PROVA DE NERVOS
Leo Mesquita
 
 

Os dedos batem na madeira, toc, toc, toc, toc. Barulhinho irritante que o cara do lado esquerdo insiste em fazer. Ou porque ele não sabe as respostas, ou porque ele sabe e não quer deixar ninguém acertar. Talvez seja porque terminou e não tem certeza das respostas e quer descontar em todos da sala. E lá na frente o supervisor observa com um olhar frio cada fileira. O assistente sentado na mesa olha para algo. Deve ser a lista de alunos onde ele procura nomes esquisitos e divertidos. A cor da sala é verde claro, as carteiras são marrons, o teto branco, e as cortinas são amareladas. É canhoto por isso o lápis começa a machucar o dedo de apoio. A mão fica suja e poderia ser um borrão de tão manchada. A batida dos dedos continua na mesa da frente. Duas batidinhas, pausa, mais duas, mais várias desconexas. E haja saco. As questões se misturam em salada de conhecimento.

Os dedos insolentes do cretino da frente continuam o samba da carteira doida. Se ao menos as batidas tivessem um ritmo.

Divida, some, toc, toc, multiplique e subtraia. Toc, toc.

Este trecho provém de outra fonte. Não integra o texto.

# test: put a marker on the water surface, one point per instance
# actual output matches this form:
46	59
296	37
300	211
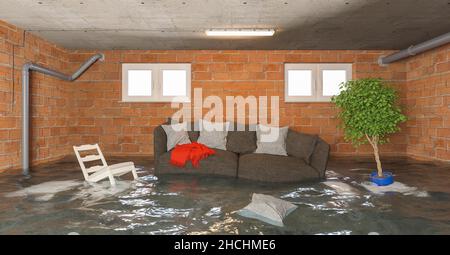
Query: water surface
55	200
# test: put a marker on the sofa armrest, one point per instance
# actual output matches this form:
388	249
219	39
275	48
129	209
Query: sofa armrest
159	144
319	158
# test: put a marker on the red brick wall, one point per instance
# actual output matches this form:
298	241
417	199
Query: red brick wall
89	110
126	128
49	98
428	104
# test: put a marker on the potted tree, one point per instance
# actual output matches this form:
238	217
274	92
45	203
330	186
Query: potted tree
368	114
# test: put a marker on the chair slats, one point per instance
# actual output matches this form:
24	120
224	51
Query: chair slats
90	158
94	169
100	172
86	147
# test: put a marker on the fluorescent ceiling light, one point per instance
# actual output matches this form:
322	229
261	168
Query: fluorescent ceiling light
240	32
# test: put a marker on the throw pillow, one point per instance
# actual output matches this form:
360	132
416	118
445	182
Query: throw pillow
271	140
241	139
268	209
213	135
300	145
176	134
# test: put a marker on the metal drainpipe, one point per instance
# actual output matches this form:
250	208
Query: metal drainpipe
413	50
26	99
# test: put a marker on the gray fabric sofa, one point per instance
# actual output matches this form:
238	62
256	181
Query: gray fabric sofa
306	161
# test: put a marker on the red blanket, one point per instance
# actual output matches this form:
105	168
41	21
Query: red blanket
192	151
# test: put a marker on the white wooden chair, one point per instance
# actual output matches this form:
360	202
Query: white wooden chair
100	172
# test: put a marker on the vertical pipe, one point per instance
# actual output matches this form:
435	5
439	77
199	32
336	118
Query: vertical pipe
26	100
25	120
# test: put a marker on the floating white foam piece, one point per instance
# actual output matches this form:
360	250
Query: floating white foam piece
341	188
330	174
46	190
394	187
267	208
95	192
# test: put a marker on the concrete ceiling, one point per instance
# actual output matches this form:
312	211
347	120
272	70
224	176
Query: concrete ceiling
180	24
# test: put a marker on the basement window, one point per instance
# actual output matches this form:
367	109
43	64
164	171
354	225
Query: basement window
314	82
142	82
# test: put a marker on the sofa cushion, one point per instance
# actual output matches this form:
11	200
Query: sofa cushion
300	145
275	168
241	139
271	140
222	163
213	134
176	134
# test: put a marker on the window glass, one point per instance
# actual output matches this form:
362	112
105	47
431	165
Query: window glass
299	83
331	79
139	82
174	82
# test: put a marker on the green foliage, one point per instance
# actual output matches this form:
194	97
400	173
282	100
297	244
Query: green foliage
368	107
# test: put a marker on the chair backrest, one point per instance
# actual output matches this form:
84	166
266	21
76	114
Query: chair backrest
89	158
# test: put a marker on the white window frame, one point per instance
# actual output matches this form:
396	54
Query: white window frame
157	82
316	80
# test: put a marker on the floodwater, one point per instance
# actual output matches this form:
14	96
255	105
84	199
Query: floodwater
56	200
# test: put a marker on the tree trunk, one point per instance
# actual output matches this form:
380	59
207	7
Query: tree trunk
374	143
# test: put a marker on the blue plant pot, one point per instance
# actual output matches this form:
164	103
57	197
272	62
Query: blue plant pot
387	178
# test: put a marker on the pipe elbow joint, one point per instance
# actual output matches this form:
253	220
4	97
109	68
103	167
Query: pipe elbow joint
27	66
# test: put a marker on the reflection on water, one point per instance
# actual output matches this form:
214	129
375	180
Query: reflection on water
56	200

Sem contar as orquestras paralelas. É só você começar a se concentrar e pode ouvir os lápis, canetas e borrachas. O papel reclama com seu gemido áspero. As batidas das pontas de grafite e os apontadores teimosos. Se você olhar no chão vai notar a chuva de borracha usada. As lascas de madeira. Os olhos do supervisor dançam por cima e entre as cabeças. Ele passa de seu lado e mesmo que você não olhe sabe que está te olhando. Quer ver se você encontra uma desculpa para te botar para fora. Encontrar uma cola descarada e ver suas mãos tremendo com ele passando ao lado. Melhor prender a respiração. Faça cara de concentração e pense no dia ensolarado que está por vir e você fora dali. Mas Tem a batida de pés a quatro carteiras daqui. E tem as mordidinhas na ponta oposta da caneta. As questões matemáticas são as que mais pedem nervos de aço. Eu tento imaginar a cara do professor que as criou. Um débil escondido no porão do sadismo. Um viciado em números que se masturba pensando em equações complexas. E dá-lhe pegadinha inútil. Põe resposta com diferenças mínimas para te ferrar o sossego. A- 101, B- 102. por uma diferença pequena você pode escorregar na banana e cair de cabeça na quina algébrica. A tampa dentro da boca é mastigada por todos os lados. Quando termina o serviço pensa se o melhor não é cuspir no cara do batuque dos dedos. Mas retira o chocolate do bolso. Nem vê direito e o açúcar já está no sangue. Aquele gosto tão doce que chega a amortecer a língua. A energia que passa por todo o corpo. Pronto! Terminou a prova e fica desenhando nas folhas de rascunho. Aqueles desenhos de pauzinhos de quem não sabe rabiscar. Na verdade tenta esquecer das questões que chutou, das que não sabia e das que vai odiar para sempre. Se o teste fosse para gritar de desespero certamente ganharia de longe. Melhor ainda se estivesse crucificado no quadro negro. Uma mão presa por uma caneta, outra por um lápis. Uma coroa de grampos na cabeça feita pelo grampeador. Um final digno para um estudante pagão temente ao conhecimento.